Galaxy And Mass Assembly (GAMA): The sSFR-M* relation part I - $σ_{\mathrm{sSFR}}$-M* as a function of sample, SFR indicator and environment

Abstract: Recently a number of studies have proposed that the dispersion along the star formation rate - stellar mass relation ($\sigma_{\mathrm{sSFR}}$-M${*}$) is indicative of variations in star-formation history (SFH) driven by feedback processes. They found a 'U'-shaped dispersion and attribute the increased scatter at low and high stellar masses to stellar and active galactic nuclei feed-back respectively. However, measuring $\sigma{\mathrm{sSFR}}$ and the shape of the $\sigma_{\mathrm{sSFR}}$-M${*}$ relation is problematic and can vary dramatically depending on the sample selected, chosen separation of passive/star-forming systems, and method of deriving star-formation rates ($i.e.$ H$\alpha$ emission vs spectral energy distribution fitting). As such, any astrophysical conclusions drawn from measurements of $\sigma{\mathrm{sSFR}}$ must consider these dependencies. Here we use the Galaxy And Mass Assembly survey to explore how $\sigma_{\mathrm{sSFR}}$ varies with SFR indicator for a variety of selections for disc-like `main sequence' star-forming galaxies including colour, star-formation rate, visual morphology, bulge-to-total mass ratio, S\'{e}rsic index and mixture modelling. We find that irrespective of sample selection and/or SFR indicator, the dispersion along the sSFR-M${*}$ relation does follow a 'U'-shaped distribution.
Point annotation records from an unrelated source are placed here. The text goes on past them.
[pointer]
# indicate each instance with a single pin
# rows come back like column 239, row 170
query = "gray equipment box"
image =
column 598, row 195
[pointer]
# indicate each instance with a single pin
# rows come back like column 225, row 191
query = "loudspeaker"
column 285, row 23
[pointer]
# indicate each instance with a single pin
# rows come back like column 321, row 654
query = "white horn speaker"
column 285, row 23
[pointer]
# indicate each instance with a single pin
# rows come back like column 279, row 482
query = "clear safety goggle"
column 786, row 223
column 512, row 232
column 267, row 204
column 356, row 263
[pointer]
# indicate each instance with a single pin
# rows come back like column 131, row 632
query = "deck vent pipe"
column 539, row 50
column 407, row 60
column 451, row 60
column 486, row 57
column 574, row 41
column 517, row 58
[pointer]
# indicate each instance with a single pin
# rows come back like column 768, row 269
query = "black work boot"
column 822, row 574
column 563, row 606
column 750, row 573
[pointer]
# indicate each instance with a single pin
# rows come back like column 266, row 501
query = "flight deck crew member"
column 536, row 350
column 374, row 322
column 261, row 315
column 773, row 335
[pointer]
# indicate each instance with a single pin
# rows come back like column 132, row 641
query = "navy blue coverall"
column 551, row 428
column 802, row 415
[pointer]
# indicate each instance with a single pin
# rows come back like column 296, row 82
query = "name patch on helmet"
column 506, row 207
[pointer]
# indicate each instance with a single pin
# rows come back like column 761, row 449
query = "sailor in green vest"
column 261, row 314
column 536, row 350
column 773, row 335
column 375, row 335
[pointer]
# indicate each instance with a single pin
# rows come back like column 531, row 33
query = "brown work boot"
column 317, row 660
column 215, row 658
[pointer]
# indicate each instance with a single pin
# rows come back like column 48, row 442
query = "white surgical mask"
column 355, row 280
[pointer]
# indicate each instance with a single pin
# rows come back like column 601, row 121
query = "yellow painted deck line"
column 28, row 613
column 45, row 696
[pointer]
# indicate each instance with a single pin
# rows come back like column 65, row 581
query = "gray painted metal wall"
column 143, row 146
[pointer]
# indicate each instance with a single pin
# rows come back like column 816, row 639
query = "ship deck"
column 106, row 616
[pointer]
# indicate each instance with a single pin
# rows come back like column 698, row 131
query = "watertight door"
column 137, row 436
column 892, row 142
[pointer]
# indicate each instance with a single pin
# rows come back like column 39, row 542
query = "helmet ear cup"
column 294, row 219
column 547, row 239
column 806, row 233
This suggests that the shape is physical and not an artefact of sample selection or method. We then compare the $\sigma{\mathrm{sSFR}}$-M$_{*}$ relation to state-of-the-art hydrodynamical and semi-analytic models and find good agreement with our observed results. Finally, we find that for group satellites this 'U'-shaped distribution is not observed due to additional high scatter populations at intermediate stellar masses.